I tried to do something as follows:
> data_combined
> |alert()
> .stateChangesOnly()
> .message(string(alert_header) + '
> Host \'{{ index .Tags "host" }}\'
> Normalized \'load5\' is at an average of {{ index .Fields "_value_normalized" | printf "%0.2f" }} over a window of ' +string(system_load5_window_period)+ '
> Expecting < {{ if eq .Level "CRITICAL" }}' + string(system_load5_critical_level) + '{{ else }}' + string(system_load5_warn_level) + '{{ end }}
> Raw load5 average is {{ index .Fields "_mean" | printf "%0.2f" }} over {{ index .Fields "_n_cpus"}} cpus
> <' + string(system_load5_graph_url) + '|Grafana>')
> .warn(lambda: "_value_normalized" > system_load5_warn_level)
> .crit(lambda: "_value_normalized" > system_load5_critical_level)
> .slack()
> .channel(slack_channel)
> |log()
> |influxDBOut()
> .database('ops_alerts')
> .retentionPolicy('default')
> .measurement('{{.TaskName}}')
> .tag('stack', stack)
> .tag('deployment', deployment)
> .tag('state', '{{.Level}}')
A few issues with my approach specifically around the usage of the influxDBOut() node…
- I would get all the data points the AlertNode has, which I don’t really care about.
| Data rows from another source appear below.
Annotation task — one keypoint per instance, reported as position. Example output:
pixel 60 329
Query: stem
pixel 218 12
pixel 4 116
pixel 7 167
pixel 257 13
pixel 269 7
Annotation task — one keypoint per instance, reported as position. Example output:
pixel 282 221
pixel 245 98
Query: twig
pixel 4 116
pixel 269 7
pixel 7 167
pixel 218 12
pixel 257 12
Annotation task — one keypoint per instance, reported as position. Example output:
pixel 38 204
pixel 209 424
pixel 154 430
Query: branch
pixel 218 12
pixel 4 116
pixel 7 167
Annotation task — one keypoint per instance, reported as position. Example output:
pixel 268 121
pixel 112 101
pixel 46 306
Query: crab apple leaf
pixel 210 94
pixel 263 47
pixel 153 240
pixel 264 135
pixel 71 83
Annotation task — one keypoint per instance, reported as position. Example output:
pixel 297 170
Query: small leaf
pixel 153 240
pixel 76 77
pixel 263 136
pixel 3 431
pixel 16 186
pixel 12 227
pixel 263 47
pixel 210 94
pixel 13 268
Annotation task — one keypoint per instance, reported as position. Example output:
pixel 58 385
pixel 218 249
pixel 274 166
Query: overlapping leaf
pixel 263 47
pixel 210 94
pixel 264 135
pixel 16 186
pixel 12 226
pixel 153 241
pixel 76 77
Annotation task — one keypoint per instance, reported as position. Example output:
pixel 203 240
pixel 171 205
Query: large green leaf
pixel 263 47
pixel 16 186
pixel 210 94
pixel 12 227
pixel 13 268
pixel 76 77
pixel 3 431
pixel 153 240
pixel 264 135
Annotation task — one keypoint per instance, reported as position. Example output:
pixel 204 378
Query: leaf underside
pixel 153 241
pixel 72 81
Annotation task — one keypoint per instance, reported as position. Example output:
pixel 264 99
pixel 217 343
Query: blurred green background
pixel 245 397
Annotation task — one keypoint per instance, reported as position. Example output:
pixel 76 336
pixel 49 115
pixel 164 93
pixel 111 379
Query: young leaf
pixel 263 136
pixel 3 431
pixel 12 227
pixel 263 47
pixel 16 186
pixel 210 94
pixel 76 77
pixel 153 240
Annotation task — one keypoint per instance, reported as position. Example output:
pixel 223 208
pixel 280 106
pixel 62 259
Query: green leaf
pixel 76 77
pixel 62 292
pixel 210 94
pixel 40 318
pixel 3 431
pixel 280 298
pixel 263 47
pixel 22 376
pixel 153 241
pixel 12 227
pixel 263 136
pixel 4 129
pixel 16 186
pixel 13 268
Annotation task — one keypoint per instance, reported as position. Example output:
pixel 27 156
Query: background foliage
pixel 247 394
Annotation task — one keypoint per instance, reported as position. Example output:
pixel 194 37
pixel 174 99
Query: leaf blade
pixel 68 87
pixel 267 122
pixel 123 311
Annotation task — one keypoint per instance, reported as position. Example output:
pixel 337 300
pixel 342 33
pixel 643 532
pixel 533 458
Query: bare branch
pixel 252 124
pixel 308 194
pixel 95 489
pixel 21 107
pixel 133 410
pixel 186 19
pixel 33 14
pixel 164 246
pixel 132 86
I think eval() could filter them out for me.
- The “{{.TaskName}}” for .measurement attribute is not expanded, it ends up in DB verbatim.
- This uses tags but I would prefer to a field, show the “state” i.e. current alert node level to be an integer, as this is easier to graph. I tried few things with lamba, but it looks like “.Level” is only present in the context of a .message
Anyone have any ideas on how to do this?
Thanks